A statement from the company this week reveals that the placing was with existing and new investors to raise £300,000 via the issue of 50,000,000 new ordinary shares at a placing price of 0.6p per Placing Share.

Each Placing Share, according to Botswana Diamond Executives has one warrant attached with the right to subscribe for one new ordinary share at 0.6p per new ordinary share for a period of two years from, 7th September 2020, being the date of the Placing Warrants issue.

In a statement Chairman of Botswana Diamonds, John Teeling explained that the funds raised will be used to fund ongoing exploration activities during the current year in Botswana and South Africa, and to provide additional working capital for the Company.

The company is currently drilling kimberlite M8 on the Marsfontein licence in South Africa and has generated further kimberlite targets which will be drilled on the adjacent Thorny River concession.

In Botswana, the funds will be focused on commercializing the KX36 project following the recent acquisition of Sekaka Diamonds from Petra Diamonds. This will include finalizing a work programme to upgrade the grades and diamond value of the kimberlite pipe as well as investigating innovative mining options.

Drilling is planned for the adjacent Sunland Minerals property and following further assessment of the comprehensive Sekaka database more drilling targets are likely. “This is a very active and exciting time for Botswana Diamonds. We are drilling the very promising M8 kimberlite at Marsfontein and further drilling is likely on targets identified on the adjacent Thorny River ground,” he said.

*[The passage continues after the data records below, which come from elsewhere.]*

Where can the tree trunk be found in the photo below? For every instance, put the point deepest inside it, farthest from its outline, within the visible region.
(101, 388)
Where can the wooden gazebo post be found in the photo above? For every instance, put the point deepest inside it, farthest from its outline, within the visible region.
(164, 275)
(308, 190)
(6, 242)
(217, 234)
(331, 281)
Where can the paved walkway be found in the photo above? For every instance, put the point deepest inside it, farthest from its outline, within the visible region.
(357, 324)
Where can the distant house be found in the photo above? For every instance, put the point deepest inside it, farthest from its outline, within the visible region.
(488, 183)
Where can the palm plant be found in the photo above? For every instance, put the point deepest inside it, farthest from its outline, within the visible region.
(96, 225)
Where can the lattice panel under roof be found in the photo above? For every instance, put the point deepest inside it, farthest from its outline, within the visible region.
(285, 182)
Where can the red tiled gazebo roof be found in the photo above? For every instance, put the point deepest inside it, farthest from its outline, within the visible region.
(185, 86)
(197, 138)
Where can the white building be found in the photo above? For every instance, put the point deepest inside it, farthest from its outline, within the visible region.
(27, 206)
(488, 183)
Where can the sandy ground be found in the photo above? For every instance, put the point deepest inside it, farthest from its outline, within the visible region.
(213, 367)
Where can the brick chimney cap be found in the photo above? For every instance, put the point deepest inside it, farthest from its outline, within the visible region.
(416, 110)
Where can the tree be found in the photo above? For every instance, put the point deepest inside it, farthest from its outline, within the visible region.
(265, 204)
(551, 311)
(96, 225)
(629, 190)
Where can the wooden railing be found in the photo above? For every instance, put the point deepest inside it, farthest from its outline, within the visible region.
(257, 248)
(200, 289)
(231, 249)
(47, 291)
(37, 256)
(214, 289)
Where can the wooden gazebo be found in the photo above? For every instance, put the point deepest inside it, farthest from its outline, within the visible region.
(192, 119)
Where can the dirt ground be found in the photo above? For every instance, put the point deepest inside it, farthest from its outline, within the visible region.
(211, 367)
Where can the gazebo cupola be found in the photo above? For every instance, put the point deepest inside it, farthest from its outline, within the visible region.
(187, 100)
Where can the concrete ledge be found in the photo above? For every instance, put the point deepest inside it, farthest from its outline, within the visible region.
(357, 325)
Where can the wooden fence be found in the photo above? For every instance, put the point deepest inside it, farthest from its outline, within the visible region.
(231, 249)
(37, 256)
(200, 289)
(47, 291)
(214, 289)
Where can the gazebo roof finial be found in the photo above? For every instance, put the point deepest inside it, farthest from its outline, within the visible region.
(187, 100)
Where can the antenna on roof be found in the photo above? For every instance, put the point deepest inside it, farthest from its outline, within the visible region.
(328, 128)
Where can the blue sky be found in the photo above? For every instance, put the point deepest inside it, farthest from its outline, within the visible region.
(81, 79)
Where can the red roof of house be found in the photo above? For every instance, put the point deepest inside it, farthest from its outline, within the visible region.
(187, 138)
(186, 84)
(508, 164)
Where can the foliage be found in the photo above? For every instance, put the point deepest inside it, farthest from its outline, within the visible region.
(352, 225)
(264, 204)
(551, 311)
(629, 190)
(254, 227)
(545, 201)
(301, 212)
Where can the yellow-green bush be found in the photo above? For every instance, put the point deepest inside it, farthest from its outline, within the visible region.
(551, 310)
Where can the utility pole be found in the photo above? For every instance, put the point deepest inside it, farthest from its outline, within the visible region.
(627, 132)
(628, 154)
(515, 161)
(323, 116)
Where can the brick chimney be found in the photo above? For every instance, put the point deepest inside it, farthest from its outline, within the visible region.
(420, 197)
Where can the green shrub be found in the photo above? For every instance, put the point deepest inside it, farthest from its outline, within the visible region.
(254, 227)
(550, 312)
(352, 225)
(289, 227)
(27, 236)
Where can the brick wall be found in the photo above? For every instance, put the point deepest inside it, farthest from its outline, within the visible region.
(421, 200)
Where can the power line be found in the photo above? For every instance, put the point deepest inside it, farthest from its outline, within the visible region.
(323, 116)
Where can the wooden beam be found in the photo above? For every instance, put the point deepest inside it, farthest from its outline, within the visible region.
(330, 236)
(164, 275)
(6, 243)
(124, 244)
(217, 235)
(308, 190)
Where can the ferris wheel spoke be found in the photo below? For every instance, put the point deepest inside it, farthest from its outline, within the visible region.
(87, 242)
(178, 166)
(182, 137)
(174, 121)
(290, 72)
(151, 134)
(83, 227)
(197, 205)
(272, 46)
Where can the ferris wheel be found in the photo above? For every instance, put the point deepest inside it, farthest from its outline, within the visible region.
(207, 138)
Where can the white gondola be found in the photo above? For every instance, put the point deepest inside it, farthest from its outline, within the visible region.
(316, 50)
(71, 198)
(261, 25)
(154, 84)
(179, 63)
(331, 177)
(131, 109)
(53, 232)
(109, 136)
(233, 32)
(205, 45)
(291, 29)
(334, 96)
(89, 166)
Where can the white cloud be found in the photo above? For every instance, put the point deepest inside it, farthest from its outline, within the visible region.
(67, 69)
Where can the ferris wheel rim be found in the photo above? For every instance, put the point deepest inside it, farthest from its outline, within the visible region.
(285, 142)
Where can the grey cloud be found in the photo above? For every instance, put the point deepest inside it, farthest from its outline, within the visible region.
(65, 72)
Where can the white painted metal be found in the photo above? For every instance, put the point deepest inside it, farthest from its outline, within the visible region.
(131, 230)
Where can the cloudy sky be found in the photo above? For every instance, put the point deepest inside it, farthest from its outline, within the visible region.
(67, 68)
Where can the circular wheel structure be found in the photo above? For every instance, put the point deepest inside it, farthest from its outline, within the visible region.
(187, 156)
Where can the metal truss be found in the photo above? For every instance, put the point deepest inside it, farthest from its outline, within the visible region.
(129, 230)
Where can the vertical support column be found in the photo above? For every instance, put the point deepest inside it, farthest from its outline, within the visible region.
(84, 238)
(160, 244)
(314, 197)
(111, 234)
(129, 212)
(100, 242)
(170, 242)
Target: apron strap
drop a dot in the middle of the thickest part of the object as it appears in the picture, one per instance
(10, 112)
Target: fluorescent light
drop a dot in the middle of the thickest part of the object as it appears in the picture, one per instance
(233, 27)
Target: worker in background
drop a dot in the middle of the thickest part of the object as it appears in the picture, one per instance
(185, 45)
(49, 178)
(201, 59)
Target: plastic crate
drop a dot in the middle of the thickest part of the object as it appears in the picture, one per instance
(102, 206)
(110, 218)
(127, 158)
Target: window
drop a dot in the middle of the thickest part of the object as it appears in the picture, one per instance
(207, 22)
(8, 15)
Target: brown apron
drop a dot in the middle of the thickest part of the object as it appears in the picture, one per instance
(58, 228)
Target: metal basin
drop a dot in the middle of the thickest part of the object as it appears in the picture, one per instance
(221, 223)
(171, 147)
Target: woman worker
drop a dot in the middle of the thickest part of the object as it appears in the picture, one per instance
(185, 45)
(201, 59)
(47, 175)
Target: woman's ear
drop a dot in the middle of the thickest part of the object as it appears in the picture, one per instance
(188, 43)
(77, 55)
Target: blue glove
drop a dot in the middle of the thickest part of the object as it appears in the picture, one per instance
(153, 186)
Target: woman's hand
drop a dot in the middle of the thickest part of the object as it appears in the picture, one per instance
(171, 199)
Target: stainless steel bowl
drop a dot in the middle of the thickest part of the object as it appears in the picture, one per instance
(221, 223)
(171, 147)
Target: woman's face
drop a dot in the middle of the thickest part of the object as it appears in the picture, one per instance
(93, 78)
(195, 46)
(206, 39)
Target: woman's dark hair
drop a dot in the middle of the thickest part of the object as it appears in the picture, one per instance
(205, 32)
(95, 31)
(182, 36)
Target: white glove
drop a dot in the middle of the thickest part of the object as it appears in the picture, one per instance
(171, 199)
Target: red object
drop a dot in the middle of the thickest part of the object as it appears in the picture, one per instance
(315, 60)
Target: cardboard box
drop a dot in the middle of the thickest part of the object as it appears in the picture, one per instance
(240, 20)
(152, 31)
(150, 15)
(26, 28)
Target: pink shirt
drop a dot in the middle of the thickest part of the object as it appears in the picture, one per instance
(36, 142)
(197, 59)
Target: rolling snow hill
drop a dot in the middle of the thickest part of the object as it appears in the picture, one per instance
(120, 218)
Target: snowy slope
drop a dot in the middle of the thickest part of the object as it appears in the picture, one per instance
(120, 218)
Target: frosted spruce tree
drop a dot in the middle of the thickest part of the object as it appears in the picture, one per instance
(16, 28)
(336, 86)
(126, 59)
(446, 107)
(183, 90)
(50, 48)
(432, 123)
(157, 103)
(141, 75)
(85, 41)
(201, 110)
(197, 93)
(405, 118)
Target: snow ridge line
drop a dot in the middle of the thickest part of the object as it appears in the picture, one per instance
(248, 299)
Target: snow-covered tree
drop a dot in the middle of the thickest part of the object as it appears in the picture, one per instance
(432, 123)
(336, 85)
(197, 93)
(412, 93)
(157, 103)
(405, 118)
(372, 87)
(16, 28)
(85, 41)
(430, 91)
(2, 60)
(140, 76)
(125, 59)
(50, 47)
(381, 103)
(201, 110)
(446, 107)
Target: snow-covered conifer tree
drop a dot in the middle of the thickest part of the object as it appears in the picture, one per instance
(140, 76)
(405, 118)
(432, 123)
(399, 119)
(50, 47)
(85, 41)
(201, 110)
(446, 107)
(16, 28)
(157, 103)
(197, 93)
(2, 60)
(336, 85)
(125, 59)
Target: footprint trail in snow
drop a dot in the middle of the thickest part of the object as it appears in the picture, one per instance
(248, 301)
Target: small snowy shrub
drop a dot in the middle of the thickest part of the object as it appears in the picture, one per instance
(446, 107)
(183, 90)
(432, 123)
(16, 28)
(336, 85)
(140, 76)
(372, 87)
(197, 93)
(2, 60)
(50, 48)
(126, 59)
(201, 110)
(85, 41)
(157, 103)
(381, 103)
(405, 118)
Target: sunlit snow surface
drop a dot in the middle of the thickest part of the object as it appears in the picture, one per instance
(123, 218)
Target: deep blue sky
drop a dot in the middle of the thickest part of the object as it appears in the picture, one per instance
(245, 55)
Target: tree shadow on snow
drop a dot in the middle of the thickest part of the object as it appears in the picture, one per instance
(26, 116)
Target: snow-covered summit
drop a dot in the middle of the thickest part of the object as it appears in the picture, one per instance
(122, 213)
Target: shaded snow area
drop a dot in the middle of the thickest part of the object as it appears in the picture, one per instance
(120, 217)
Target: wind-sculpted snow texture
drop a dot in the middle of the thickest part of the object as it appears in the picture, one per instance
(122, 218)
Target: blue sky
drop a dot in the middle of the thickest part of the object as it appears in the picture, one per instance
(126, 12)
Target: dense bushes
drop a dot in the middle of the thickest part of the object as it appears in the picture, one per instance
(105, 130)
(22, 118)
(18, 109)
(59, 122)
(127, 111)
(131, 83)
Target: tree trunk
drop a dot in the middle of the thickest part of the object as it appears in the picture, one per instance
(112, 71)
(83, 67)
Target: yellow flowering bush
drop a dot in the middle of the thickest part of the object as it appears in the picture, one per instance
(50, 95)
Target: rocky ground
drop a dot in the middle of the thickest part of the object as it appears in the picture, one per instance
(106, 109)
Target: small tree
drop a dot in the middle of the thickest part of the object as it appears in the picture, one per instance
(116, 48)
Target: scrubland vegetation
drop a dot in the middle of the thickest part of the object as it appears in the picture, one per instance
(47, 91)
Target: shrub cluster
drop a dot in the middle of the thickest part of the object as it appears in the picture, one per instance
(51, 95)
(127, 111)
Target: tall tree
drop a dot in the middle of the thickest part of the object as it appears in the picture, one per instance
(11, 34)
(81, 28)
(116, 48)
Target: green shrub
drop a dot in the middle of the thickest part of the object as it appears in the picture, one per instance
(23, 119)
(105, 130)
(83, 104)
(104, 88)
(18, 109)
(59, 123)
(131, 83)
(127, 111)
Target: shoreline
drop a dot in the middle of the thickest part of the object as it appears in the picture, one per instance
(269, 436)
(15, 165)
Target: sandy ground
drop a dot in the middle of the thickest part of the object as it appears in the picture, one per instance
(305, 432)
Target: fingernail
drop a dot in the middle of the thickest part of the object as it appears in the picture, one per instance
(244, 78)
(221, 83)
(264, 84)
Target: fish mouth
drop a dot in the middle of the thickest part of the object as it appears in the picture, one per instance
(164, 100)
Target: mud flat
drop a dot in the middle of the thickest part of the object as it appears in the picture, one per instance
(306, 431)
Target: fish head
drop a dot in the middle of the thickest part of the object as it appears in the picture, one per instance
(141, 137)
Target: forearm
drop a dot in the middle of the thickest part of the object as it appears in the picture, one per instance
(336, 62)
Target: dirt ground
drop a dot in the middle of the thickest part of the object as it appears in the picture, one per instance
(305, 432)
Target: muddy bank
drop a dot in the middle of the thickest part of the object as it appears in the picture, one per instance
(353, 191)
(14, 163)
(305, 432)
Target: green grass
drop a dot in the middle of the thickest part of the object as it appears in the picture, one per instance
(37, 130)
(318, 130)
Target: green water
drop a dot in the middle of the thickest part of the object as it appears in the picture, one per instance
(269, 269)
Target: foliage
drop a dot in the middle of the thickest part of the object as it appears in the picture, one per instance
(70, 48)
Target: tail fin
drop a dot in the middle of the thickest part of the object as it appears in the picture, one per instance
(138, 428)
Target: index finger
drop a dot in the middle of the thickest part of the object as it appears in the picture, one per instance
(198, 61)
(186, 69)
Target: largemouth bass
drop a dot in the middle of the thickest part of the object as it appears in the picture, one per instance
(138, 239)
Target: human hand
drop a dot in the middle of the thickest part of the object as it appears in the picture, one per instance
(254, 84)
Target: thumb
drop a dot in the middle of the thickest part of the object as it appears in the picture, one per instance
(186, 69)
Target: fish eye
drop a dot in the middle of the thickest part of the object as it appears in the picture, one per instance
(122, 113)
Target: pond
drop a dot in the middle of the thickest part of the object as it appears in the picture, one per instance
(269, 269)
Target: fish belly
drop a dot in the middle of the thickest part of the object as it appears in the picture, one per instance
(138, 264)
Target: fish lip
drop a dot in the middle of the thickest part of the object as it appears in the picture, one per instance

The company Board Chair further noted, “We have a number of active projects. The recently acquired KX36 diamond resource in the Kalahari offers great potential. While awaiting final approvals from the Botswana authorities some of the funds raised will be used to detail the works we will do to refine grade, size distribution and value per carat.”

In addition BOD said the Placing Shares will rank pari passu with the Company’s existing ordinary shares. Application will be made for the Placing Shares to be admitted to trading on AIM and it is expected that such admission will become effective on or around 23 September 2020.

Last month Botswana Diamond announced that it has entered into agreement with global miner Petra Diamonds to acquire the latter’s exploration assets in Botswana. Key to these assets, housed under Sekaka Diamonds, 100 % subsidiary of Petra is the KX36 Diamond discovery, a high grade ore Kimberlite pipe located in the CKGR, considered Botswana’s next diamond glory after the magnificent Orapa and prolific Jwaneng Mines.

The acquisition entailed two adjacent Prospecting Licences and a diamond processing plant. Sekaka has been Petra’s exploration vehicle in Botswana for year and holds three Prospecting Licenses in the Central Kalahari Game Reserve (Kalahari) PL169/2019, PL058/2007 and PL224/2007, which includes the high grade KX36 kimberlite pipe.